Market technicians see futures within a range, with neither the bulls nor bears at present enjoying the upper hand. "2013 or 2014? Which path will natural gas follow into the end of 2015?" said Brian LaRose, market analyst at United ICAP in closing comments Wednesday. "While history favors the bulls, it is quite clear that history (i.e., 2014) does not always repeat. To signal a seasonal advance has the potential to unfold this year, bulls first need to clear $2.939. To derail the possibility of a seasonal advance into the end of 2015, bears need to crack $2.385. Between $2.385 and $2.939 is neutral territory."
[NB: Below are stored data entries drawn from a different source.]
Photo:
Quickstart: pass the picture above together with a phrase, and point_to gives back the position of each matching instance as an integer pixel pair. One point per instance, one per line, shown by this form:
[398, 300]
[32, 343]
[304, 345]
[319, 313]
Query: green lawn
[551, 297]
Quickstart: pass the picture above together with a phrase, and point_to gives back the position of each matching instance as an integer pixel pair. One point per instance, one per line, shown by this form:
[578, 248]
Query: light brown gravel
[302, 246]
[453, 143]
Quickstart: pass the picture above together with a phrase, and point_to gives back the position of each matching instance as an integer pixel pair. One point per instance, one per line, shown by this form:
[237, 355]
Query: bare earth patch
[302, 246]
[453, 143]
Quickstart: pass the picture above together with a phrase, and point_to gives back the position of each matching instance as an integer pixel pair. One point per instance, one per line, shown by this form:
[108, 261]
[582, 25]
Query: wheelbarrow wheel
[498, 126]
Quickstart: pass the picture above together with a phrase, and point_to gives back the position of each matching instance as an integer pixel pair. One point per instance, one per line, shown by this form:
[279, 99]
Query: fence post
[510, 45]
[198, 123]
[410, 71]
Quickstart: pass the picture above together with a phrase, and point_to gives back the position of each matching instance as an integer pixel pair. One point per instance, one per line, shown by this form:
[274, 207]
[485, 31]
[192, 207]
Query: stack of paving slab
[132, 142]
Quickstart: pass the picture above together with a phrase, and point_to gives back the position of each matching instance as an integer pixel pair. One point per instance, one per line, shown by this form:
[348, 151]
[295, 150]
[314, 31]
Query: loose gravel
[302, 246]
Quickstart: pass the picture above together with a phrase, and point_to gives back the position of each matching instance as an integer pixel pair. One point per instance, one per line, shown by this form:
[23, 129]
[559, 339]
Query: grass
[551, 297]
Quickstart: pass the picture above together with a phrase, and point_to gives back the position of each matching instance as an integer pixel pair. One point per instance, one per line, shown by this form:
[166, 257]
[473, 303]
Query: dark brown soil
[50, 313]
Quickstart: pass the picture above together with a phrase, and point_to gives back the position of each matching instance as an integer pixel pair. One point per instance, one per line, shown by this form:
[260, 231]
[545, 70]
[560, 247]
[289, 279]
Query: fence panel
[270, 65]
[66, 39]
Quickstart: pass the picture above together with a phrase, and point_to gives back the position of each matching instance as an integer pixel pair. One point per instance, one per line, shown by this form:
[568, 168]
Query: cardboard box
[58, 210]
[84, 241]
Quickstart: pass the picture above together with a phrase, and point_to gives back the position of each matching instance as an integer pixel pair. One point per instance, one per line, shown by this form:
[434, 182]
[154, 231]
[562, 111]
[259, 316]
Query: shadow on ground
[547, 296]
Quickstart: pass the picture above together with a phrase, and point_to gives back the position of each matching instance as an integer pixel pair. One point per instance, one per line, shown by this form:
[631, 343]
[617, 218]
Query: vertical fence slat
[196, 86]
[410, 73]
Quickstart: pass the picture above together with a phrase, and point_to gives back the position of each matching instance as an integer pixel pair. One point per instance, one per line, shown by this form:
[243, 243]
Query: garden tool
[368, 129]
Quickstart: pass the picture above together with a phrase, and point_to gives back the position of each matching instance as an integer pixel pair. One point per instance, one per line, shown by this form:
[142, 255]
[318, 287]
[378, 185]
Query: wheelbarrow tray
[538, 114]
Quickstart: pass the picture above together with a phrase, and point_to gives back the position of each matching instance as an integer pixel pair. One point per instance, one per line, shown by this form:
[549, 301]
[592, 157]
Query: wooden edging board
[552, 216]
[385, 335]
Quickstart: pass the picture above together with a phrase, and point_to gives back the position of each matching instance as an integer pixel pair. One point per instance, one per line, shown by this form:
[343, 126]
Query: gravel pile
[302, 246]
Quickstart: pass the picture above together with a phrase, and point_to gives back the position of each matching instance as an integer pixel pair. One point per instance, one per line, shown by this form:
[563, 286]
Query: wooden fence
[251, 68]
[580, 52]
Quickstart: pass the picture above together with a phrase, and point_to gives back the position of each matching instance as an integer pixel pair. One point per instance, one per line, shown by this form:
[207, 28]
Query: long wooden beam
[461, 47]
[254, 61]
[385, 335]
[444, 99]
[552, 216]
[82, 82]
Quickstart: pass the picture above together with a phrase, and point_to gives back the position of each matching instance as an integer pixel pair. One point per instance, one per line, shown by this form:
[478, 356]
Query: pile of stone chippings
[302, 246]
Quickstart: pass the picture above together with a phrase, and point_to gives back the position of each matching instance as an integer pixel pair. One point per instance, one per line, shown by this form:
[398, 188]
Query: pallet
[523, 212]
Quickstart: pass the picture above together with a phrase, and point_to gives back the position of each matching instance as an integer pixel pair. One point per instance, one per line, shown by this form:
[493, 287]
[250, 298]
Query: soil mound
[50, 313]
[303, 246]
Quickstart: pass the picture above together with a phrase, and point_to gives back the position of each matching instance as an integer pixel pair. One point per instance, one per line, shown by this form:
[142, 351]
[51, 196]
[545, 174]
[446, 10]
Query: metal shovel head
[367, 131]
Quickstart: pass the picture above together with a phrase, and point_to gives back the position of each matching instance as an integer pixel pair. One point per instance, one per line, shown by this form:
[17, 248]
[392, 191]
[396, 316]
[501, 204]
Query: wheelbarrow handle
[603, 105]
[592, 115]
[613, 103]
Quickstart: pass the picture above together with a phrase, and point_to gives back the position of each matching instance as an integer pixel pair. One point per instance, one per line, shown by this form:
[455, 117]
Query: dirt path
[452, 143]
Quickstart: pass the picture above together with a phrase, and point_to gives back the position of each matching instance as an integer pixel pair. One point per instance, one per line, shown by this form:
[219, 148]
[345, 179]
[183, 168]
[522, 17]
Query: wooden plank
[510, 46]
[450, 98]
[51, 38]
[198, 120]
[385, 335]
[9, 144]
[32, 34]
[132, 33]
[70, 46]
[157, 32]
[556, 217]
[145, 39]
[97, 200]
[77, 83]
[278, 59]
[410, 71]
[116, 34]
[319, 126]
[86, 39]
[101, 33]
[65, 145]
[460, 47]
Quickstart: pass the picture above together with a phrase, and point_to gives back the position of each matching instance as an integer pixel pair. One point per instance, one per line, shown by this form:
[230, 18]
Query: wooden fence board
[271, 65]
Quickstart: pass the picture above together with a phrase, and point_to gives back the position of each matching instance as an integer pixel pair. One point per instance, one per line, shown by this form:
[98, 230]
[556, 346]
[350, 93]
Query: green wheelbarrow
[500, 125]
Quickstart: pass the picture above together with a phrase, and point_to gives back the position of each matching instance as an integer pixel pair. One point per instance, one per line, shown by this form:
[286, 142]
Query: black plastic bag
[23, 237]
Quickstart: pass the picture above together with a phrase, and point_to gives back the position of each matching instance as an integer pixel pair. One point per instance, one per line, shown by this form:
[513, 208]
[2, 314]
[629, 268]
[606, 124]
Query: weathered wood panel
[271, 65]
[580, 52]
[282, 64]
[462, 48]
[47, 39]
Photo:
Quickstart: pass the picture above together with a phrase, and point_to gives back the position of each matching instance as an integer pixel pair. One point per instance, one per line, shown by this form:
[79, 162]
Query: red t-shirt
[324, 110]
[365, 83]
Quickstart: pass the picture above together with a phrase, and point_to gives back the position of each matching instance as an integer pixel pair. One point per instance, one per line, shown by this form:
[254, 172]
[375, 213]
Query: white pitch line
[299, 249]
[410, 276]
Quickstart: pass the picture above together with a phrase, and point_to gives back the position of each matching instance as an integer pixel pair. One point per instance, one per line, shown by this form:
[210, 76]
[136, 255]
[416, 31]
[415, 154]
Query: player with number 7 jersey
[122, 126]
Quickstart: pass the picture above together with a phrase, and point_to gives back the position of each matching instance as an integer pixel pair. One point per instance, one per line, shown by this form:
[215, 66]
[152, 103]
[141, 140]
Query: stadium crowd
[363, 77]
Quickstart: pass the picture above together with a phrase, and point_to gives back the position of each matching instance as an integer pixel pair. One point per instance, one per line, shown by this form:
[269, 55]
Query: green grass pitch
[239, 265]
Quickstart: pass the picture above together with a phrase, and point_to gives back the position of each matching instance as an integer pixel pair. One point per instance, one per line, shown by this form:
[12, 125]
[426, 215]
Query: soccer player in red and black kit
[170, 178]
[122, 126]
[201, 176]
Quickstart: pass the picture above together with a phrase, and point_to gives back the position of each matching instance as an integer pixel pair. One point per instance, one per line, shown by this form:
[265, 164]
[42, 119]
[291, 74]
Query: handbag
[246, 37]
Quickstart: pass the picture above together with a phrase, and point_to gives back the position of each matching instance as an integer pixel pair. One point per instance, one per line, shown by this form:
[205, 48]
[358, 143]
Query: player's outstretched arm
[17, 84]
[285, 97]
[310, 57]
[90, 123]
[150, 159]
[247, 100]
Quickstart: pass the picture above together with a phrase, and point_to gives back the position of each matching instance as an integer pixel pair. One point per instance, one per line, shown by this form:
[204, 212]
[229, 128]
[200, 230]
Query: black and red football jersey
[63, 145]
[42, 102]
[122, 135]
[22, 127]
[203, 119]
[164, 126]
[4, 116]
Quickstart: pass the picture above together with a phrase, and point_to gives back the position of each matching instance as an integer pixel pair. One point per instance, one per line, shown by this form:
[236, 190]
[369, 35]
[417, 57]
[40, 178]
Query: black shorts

Overnight prices held steady as weather forecasts moderated. WSI Corp. in its six- to 10-day outlook said temperatures were "not as warm as previous forecasts across the southern half of the nation and along the West Coast. The northern Rockies and north-central U.S. is warmer. PWCDDs are down 1.7 to 53.3 for the CONUS.

"The forecast has room to waiver a bit in either direction due in part to Erika. The Southeast has the a small downside risk, as does the Northwest. Otherwise, the Plains and Midwest have a risk to the hotter side.

In its 8 a.m. EDT Thursday report, the National Hurricane Center (NHC) said a  poorly organized Erika was 85 miles west of Guadeloupe and was holding winds of 50 mph. It was heading west at 16 mph and was projected to move northwest toward Florida and the Georgia-South Carolina coast.

Should Erika make landfall in Florida, it could have a major impact on power demand and spot gas prices in the area. A landfall would entail heavy load-killing rain as well as wind. Industry consultant Genscape believes Erika holds "special intrigue since Florida has not had a full-blown hurricane since Hurricane Wilma in 2005. Moreover, Florida is the largest demand market in SEMA [Southeast Mid-Atlantic] with 14-day average demand figures for the state sitting at 4,149 MMcf/d. If Erika makes landfall, demand could see potential disruption with ramifications for FGT Citygate prices as well."

According to NGI's Daily GPI, FGT Citygate prices rose 18 cents in Wednesday's trading to $3.49.

In overnight Globex trading October crude oil rose $1.34 to $39.94/bbl and October RBOB gasoline gained 6 cents to $1.2885/gal.